Illinois' entrepreneur and philanthropist, Annie Malone, is recorded as one of America’s first black female millionaires.

Businesswoman, educator, inventor and philanthropist Annie Turnbo Malone was born to Robert Turnbo and Isabella Cook in Metropolis, Illinois on August 9, 1869. Her parents were former slaves and her father joined the Union Army during the Civil War.

Turnbo attended school in Peoria, Illinois, but she never finished high school. Instead, she practiced hairdressing with her sister. When she and her family moved to Lovejoy, Illinois, Annie decided she wanted to become a "beauty doctor."

At the age of 20 she had already developed her own shampoo and scalp treatment to grow and straighten hair. Taking her creation to the streets, she went around in a buggy making speeches to demonstrate and promote the new shampoo.

By 1902, Annie Turnbo's home shampoo venture thrived and she moved to St. Louis, Missouri, home of the nation's fourth-largest African American population, to expand her business. She was largely successful and she trademarked her beauty products under the name "Poro." 
She had launched her hair care business four years before Sarah Breedlove (later known as Madam C. J. Walker). In the early 1900s Madam Walker worked as a "Poro Agent" for Annie for about one year. Turnbo married in 1903, but soon after her marriage, her husband sought to control her business venture and she divorced him. She married again on April 28, 1914, this time to school principal Aaron Eugene Malone. The marriage lasted 13 years, but ended in divorce as well. 

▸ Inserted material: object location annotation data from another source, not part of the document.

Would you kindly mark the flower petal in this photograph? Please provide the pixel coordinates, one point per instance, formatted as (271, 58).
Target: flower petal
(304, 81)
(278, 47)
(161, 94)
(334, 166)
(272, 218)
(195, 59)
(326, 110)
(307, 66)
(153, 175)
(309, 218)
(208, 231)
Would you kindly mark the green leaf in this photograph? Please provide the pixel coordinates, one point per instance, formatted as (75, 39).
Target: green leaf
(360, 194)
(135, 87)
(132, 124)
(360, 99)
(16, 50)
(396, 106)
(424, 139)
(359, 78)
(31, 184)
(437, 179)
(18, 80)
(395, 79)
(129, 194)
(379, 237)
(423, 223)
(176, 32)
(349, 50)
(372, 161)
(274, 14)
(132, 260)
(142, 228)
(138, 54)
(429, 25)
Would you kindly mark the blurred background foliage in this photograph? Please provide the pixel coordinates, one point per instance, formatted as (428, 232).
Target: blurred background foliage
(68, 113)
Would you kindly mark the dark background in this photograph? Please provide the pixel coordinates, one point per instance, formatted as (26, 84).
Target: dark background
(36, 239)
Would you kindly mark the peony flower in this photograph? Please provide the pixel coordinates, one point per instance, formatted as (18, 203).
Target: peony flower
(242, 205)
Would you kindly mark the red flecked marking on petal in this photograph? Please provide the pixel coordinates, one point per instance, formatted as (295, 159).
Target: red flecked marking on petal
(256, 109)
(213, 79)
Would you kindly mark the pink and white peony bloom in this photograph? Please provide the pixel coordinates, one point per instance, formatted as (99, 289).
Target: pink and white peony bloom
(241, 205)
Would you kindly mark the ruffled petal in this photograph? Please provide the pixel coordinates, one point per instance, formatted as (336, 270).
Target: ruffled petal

In her lifetime, Malone became one of the nation's wealthiest black women. She became a leading cosmetic entrepreneur but she was also a leader in the St. Louis black community. In 1918, Poro's success allowed Malone to build a four-story, million dollar factory and beauty school complex in the historic black neighborhood of "The Ville," in St. Louis. It employed over 175 people and enabled young black women to pursue their high school and college educations by providing them with jobs and lodging.
She had donated the first $10,000 to build the St. Louis Colored Orphan's Home new building in 1919 and served as board president from 1919 to 1943.

During the 1920s, Malone's philanthropy included financing the education of two full-time students in every historically black college and university in the country. Her $25,000 donation to Howard University was among the largest gifts the university had received by a private donor of African descent. She also contributed to the Tuskegee Institute. She contributed thousands of dollars to educational programs, universities, to the YMCA, and to nearly every black orphanage in the country.
In 1930, Malone relocated her business to Chicago; thereafter, the St. Louis Poro College and Malone's fortune declined. At the time of her death in Chicago on May 10, 1957, Poro beauty colleges still operated in over 30 cities across the nation. 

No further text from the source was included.